News

August 28, 2006

NY Nanoscale Center Achieves Milestone

By: by Electronic News

Source:

New York State is fast on its way to becoming a center for nanotechnology, with employment at the College of Nanoscale Science and Engineering (CNSE) now exceeding 1,000 — a ten-fold increase in four years.

Based at the University of Albany, the CNSE has attracted many leading nanoelectronics companies to the area, the university said in a statement.

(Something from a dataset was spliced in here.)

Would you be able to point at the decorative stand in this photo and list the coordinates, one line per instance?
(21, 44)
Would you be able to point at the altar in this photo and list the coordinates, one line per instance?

There are now currently more than 1,350 scientists and researchers in the area from organizations including IBM, AMD, Qimonda, Micron, Sematech, Applied Materials, Tokyo Electron, ASML, Sony, Toshiba and Honeywell.

Since 2001 — the same year CNSE’s Albany NanoTech complex was designated as New York State’s Center of Excellence in Nanoelectronics and Nanotechnology — more than $600 million has been invested by New York State government in programs and initiatives at the University of Albany Nanocollege, which in turn has attracted over $2.5 billion in private investment, according to the University.

“The pioneering strategy of New York’s elected officials, as led by Governor Pataki and Assembly Speaker Silver, has been the driving force behind New York State’s rapid ascension and recognition as a global leader in nanotechnology, as well as the unprecedented growth and success of the UAlbany NanoCollege,” said Alain Kaloyeros, VP and chief administrative officer of CNSE. “The vision and support of the Governor and Speaker have led to both the creation of a world-class institution for education and research that is focused on the most important and enabling science of the 21st century, and the development of an economic magnet that is drawing talented people, high-paying high-tech jobs, leading global companies and significant investment to New York State.”

Employment is projected to reach 2,000 upon completion of CNSE’s newest building, NanoFab 300 East, which will provide additional state-of-the-art office, virtual classroom, conferencing, laboratory and business incubation space and serve as home to the Institute for Nanoelectronics Discovery and Exploration, a $435 million initiative that focuses on cutting-edge nanotechnology research for future generations of transistor technologies.